Last Updated: February 20, 2021
As we have already seen in the last six months, the effects of COVID-19 on businesses have differed dramatically. While recreational vehicles, pet care, and home improvement have skyrocketed, live entertainment, restaurants, and bars struggled immensely during lockdowns.
Given these remarkable differences across industries, a narrower approach to forecasting is becoming more and more critical. In a recent Q&A, Prevedere CEO Rich Wagner and Dr. Barry Keating, professor at the University of Notre Dame, stressed the importance of micro forecasting with real-time data to capture changes across industries and regions.
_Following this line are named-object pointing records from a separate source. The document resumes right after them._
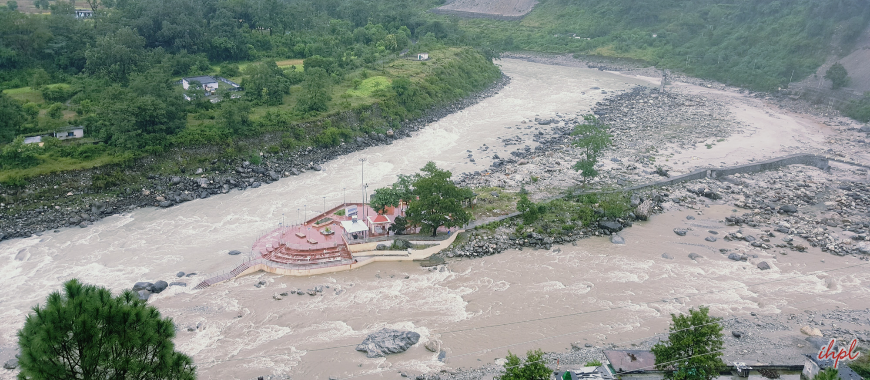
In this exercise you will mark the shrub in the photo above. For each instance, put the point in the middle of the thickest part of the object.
(331, 136)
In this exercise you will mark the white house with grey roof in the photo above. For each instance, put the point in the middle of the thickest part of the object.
(206, 82)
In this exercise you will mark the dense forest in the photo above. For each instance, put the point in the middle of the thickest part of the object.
(758, 44)
(117, 72)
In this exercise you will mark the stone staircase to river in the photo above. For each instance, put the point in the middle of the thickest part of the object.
(228, 275)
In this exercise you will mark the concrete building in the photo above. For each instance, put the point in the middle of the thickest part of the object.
(84, 13)
(206, 82)
(70, 133)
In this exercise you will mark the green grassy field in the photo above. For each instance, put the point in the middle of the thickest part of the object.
(25, 94)
(368, 86)
(345, 96)
(58, 164)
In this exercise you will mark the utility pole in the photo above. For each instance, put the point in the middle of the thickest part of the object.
(363, 183)
(362, 178)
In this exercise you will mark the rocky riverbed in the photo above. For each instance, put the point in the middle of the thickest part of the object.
(768, 339)
(789, 211)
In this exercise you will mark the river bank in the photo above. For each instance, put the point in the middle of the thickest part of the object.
(776, 216)
(594, 292)
(81, 205)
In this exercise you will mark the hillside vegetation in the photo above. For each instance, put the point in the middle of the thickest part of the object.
(300, 63)
(760, 44)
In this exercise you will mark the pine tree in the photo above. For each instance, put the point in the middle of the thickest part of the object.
(693, 350)
(86, 333)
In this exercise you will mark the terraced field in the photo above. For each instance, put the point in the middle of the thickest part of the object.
(500, 9)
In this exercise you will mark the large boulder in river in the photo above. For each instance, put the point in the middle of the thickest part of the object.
(158, 286)
(616, 239)
(387, 341)
(402, 244)
(644, 210)
(610, 226)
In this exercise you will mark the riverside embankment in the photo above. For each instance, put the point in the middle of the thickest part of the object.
(596, 292)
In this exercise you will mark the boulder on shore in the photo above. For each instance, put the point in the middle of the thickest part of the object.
(811, 331)
(387, 341)
(616, 239)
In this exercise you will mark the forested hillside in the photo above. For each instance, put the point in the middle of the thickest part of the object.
(117, 74)
(761, 44)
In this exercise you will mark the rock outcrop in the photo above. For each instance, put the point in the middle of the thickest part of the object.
(387, 341)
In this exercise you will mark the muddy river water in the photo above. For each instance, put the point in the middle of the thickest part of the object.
(593, 292)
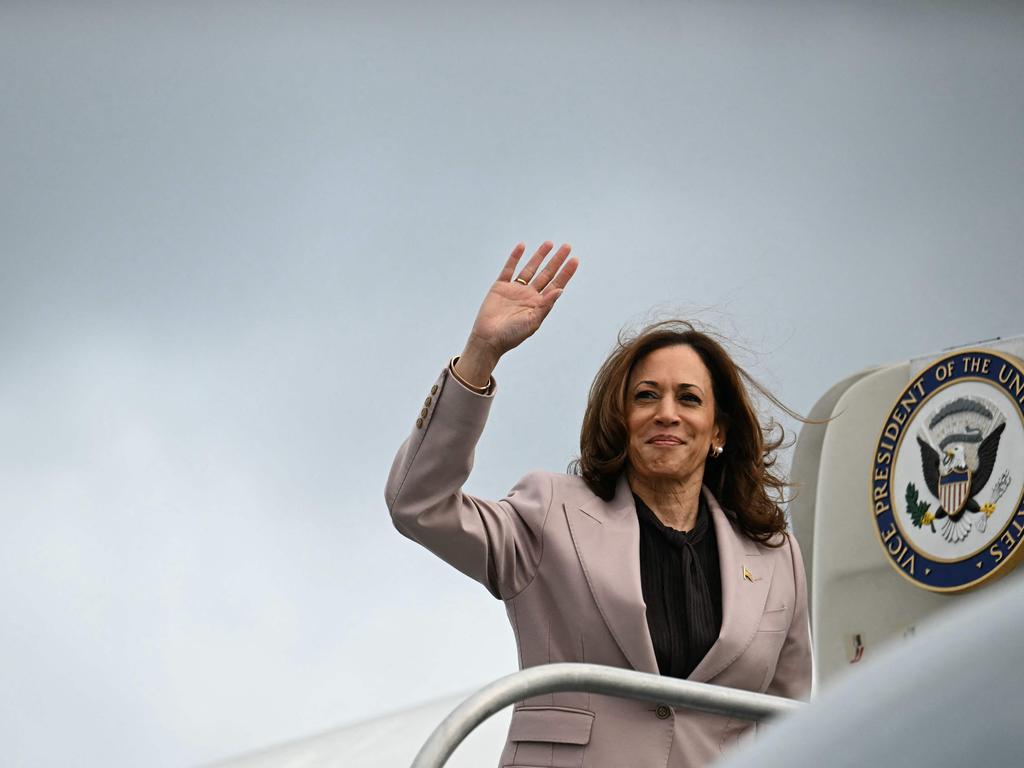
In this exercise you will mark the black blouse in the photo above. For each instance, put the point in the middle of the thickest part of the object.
(682, 587)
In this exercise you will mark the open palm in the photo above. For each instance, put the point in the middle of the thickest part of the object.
(514, 309)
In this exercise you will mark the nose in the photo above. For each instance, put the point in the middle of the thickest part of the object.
(667, 412)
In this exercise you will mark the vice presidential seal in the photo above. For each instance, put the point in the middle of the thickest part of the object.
(947, 476)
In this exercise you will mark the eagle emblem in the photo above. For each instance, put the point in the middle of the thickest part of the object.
(957, 454)
(947, 485)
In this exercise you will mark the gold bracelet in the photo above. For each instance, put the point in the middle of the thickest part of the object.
(472, 387)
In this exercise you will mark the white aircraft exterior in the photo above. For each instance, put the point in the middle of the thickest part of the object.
(858, 601)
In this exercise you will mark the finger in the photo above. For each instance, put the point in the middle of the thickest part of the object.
(509, 269)
(535, 261)
(551, 268)
(564, 275)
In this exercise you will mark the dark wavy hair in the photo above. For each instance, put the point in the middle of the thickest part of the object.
(742, 479)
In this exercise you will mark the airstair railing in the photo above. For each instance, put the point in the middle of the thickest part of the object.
(592, 678)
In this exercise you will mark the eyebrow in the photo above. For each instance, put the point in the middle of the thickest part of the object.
(678, 386)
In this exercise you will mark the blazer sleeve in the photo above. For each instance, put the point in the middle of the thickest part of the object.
(499, 543)
(793, 673)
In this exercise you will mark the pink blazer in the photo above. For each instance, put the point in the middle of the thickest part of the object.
(567, 565)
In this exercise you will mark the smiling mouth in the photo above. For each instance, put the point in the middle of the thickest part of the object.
(665, 440)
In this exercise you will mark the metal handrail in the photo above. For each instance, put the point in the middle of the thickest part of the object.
(592, 678)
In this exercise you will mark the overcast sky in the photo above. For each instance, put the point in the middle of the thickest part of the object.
(240, 242)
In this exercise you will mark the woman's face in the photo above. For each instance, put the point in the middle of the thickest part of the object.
(670, 415)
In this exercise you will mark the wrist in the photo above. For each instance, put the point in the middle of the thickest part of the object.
(468, 376)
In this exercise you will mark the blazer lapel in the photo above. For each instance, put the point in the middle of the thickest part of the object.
(745, 579)
(606, 536)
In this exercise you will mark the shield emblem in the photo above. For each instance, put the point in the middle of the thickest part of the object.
(953, 489)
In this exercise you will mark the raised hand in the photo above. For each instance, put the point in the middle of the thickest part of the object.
(514, 308)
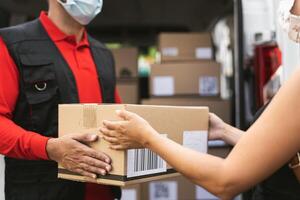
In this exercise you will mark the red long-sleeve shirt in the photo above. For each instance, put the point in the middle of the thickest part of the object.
(19, 143)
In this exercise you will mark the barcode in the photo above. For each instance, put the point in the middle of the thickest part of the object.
(144, 162)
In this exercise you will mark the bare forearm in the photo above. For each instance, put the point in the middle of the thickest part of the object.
(205, 170)
(296, 8)
(232, 135)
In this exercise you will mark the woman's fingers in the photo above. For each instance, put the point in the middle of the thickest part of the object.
(107, 132)
(112, 140)
(117, 147)
(111, 125)
(125, 114)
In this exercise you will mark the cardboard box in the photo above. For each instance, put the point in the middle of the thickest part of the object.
(128, 90)
(130, 167)
(185, 47)
(169, 189)
(198, 78)
(179, 188)
(132, 192)
(126, 61)
(220, 107)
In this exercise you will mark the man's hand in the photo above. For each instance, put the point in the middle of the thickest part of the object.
(73, 154)
(132, 132)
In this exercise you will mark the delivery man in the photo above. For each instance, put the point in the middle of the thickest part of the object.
(43, 63)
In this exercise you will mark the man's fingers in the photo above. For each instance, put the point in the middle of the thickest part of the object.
(98, 155)
(118, 147)
(124, 114)
(85, 138)
(111, 139)
(85, 173)
(92, 169)
(96, 163)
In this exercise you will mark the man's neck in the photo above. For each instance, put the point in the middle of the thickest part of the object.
(65, 22)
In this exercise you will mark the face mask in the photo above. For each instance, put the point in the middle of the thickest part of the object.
(83, 11)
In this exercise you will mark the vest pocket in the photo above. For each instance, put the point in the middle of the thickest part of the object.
(41, 91)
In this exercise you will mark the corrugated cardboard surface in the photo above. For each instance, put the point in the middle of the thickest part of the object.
(126, 61)
(185, 44)
(186, 76)
(184, 190)
(128, 90)
(222, 108)
(83, 118)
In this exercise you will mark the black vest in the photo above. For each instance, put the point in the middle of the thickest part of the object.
(46, 81)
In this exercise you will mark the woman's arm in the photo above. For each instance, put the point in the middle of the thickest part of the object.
(296, 8)
(270, 143)
(219, 130)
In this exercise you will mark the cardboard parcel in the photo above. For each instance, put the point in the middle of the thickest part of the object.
(187, 126)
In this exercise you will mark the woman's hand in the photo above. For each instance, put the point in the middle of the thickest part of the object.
(217, 127)
(128, 134)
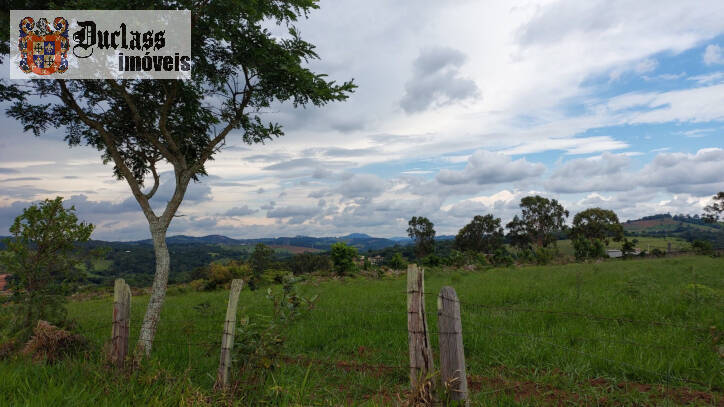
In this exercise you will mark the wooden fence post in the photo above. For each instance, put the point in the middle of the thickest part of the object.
(452, 355)
(421, 362)
(121, 322)
(227, 341)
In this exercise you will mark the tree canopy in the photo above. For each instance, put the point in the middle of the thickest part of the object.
(540, 218)
(42, 258)
(483, 234)
(422, 231)
(241, 70)
(715, 210)
(597, 223)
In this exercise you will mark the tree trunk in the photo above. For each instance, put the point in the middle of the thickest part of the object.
(158, 292)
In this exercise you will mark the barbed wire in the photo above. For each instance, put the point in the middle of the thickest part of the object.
(587, 316)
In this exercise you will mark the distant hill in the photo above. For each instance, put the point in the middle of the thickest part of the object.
(687, 227)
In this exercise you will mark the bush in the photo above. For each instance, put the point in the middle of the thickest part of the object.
(589, 248)
(501, 257)
(702, 247)
(305, 263)
(396, 262)
(42, 258)
(343, 257)
(260, 343)
(545, 255)
(52, 344)
(432, 260)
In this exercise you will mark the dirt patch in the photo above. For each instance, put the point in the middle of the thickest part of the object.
(348, 366)
(546, 394)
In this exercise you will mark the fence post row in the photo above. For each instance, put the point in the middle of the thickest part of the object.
(227, 341)
(421, 362)
(121, 322)
(452, 355)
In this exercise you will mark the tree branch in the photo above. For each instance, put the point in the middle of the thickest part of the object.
(239, 112)
(156, 181)
(67, 98)
(139, 122)
(163, 119)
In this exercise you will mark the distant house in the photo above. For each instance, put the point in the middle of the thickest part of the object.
(376, 260)
(614, 253)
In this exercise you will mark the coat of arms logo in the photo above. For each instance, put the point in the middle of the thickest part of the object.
(43, 48)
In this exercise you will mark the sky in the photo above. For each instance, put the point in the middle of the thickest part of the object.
(463, 108)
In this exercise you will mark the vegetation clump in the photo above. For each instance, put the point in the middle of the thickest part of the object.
(42, 258)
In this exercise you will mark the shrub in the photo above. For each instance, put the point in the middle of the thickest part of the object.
(501, 257)
(702, 247)
(432, 260)
(41, 256)
(588, 248)
(260, 343)
(52, 344)
(260, 260)
(545, 255)
(396, 262)
(343, 257)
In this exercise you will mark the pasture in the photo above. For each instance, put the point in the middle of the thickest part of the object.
(611, 333)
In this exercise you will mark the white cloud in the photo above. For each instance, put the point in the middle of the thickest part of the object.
(713, 55)
(485, 167)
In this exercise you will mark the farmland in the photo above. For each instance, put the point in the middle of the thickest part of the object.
(613, 332)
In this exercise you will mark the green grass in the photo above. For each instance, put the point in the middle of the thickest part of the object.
(362, 324)
(644, 243)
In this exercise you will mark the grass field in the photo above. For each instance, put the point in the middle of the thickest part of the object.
(613, 333)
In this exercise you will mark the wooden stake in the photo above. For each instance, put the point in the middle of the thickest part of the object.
(121, 322)
(227, 341)
(452, 355)
(421, 362)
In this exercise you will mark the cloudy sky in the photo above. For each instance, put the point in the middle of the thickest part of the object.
(463, 108)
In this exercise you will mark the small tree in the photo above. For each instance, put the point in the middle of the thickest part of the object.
(422, 232)
(592, 230)
(517, 234)
(40, 255)
(540, 218)
(343, 257)
(482, 234)
(715, 210)
(397, 262)
(260, 260)
(628, 247)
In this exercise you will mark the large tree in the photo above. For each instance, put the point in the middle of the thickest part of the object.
(715, 210)
(239, 70)
(597, 223)
(422, 231)
(482, 234)
(592, 230)
(540, 218)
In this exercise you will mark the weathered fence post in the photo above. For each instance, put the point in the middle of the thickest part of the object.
(421, 362)
(452, 355)
(227, 341)
(121, 322)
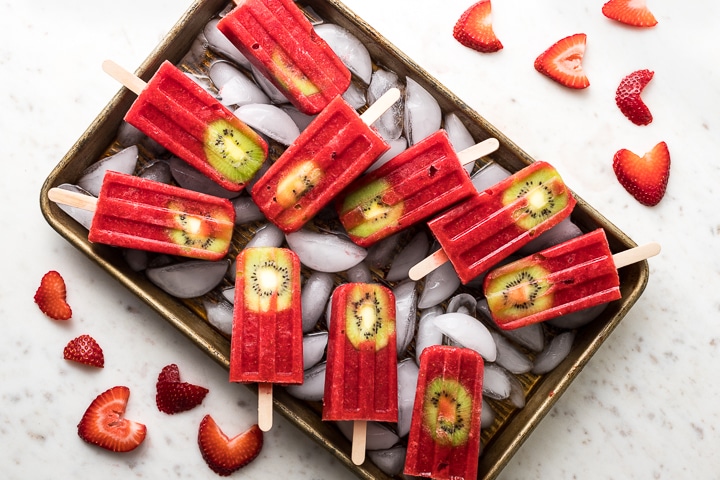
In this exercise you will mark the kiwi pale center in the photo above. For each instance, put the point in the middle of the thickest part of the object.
(366, 318)
(267, 277)
(233, 154)
(297, 182)
(447, 410)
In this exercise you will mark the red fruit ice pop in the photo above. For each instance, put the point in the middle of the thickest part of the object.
(570, 276)
(181, 116)
(277, 38)
(266, 343)
(331, 152)
(414, 185)
(361, 376)
(487, 227)
(134, 212)
(444, 439)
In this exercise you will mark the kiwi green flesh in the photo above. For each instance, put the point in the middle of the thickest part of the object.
(519, 293)
(267, 277)
(193, 231)
(233, 154)
(545, 196)
(376, 213)
(365, 316)
(297, 182)
(293, 74)
(447, 409)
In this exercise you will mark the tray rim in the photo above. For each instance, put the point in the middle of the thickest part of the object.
(214, 344)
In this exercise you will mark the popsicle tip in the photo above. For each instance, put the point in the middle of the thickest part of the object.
(380, 106)
(265, 406)
(359, 441)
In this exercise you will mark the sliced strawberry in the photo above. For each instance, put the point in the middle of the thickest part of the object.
(104, 424)
(630, 12)
(225, 455)
(174, 396)
(84, 349)
(628, 98)
(644, 178)
(51, 296)
(474, 28)
(563, 61)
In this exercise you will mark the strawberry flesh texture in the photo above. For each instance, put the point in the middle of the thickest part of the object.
(51, 296)
(226, 455)
(474, 29)
(84, 349)
(104, 425)
(562, 62)
(174, 396)
(627, 97)
(646, 177)
(629, 12)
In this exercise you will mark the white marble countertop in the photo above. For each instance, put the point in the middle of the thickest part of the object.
(644, 407)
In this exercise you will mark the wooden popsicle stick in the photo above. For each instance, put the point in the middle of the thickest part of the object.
(478, 150)
(636, 254)
(73, 199)
(359, 441)
(128, 79)
(376, 110)
(427, 265)
(265, 406)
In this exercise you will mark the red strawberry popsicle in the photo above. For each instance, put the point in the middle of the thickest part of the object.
(421, 181)
(331, 152)
(444, 439)
(181, 116)
(573, 275)
(487, 227)
(133, 212)
(266, 343)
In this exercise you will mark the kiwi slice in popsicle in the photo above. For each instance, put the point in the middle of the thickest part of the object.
(296, 182)
(544, 193)
(519, 293)
(446, 412)
(366, 318)
(267, 275)
(194, 231)
(376, 213)
(233, 153)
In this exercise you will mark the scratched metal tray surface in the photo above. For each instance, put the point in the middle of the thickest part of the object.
(512, 426)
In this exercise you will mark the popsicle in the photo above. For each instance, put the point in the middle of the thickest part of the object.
(487, 227)
(277, 38)
(361, 376)
(133, 212)
(570, 276)
(333, 150)
(181, 116)
(414, 185)
(266, 342)
(444, 438)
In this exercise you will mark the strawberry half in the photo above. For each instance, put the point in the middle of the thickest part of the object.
(474, 28)
(225, 455)
(563, 61)
(630, 12)
(644, 178)
(174, 396)
(627, 97)
(104, 424)
(51, 296)
(84, 349)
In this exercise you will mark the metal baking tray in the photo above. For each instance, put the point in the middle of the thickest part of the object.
(512, 426)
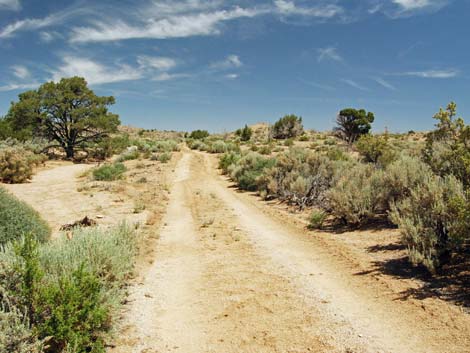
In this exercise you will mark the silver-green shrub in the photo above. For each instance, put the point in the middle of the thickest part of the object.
(17, 218)
(356, 197)
(429, 220)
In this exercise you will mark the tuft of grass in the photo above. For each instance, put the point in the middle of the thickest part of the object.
(164, 157)
(317, 218)
(109, 172)
(128, 156)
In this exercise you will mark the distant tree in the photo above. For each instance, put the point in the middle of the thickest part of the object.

Given the unique effects of the current recession and COVID-19 on businesses, we can no longer use the same time series models for economic forecasting as we have in the past. Data-driven forecasting needs to be grounded in current patterns rather than the older models from before the pandemic. As Dr. Keating explains, “there are still patterns, but you can’t look at the patterns as you did five years ago. You have to look at the patterns five minutes ago, and five days ago, and five weeks ago.”
Luckily, there is a world of individualized, real-time data becoming increasingly available. As a result of COVID-19, more types of data are becoming more easily accessible. One example of this is mobility data, such as mobile phone and social media data. This type of real-time data is crucial to understanding and predicting trends in the next few months. While the pandemic and current economic situation are undoubtedly unprecedented, real-time data allows forecasting to be more accurate, more up-to-date, and more responsive to the rapidly changing economic environment.
Real-time data is one aspect of successful economic forecasting, but it is increasingly important to consider regional differences. Typically, we would expect that states would have similar trends of downturns and recovery during a recession. However, from the beginning of the pandemic, we have seen a wide variety of government responses and shutdown levels, even sometimes by neighboring states. Rich Wagner suggests adopting “a more micro focus where we’re looking at more granular data, more near-term data, but also external data around the state’s behavior.”
We can no longer look at a region like the Midwest during forecasting because what’s happening in Michigan or Ohio may differ from in Indiana or Illinois. Indicators from one state may not be useful for understanding what’s happening in another. Notably, the first states to go into lockdown in response to COVID-19 and the states with the strictest mandates are facing a slower economic recovery than others.
COVID-19 has forced us to evolve and adapt our forecasting models. A more micro approach that focuses on real-time, granular data provides more accurate and specific forecasting outcomes. Specifically, this type of data-driven analytics can inform successful scenario planning and help businesses to not only react and adapt to future changes but learn to thrive in the face of uncertainty and become more resilient.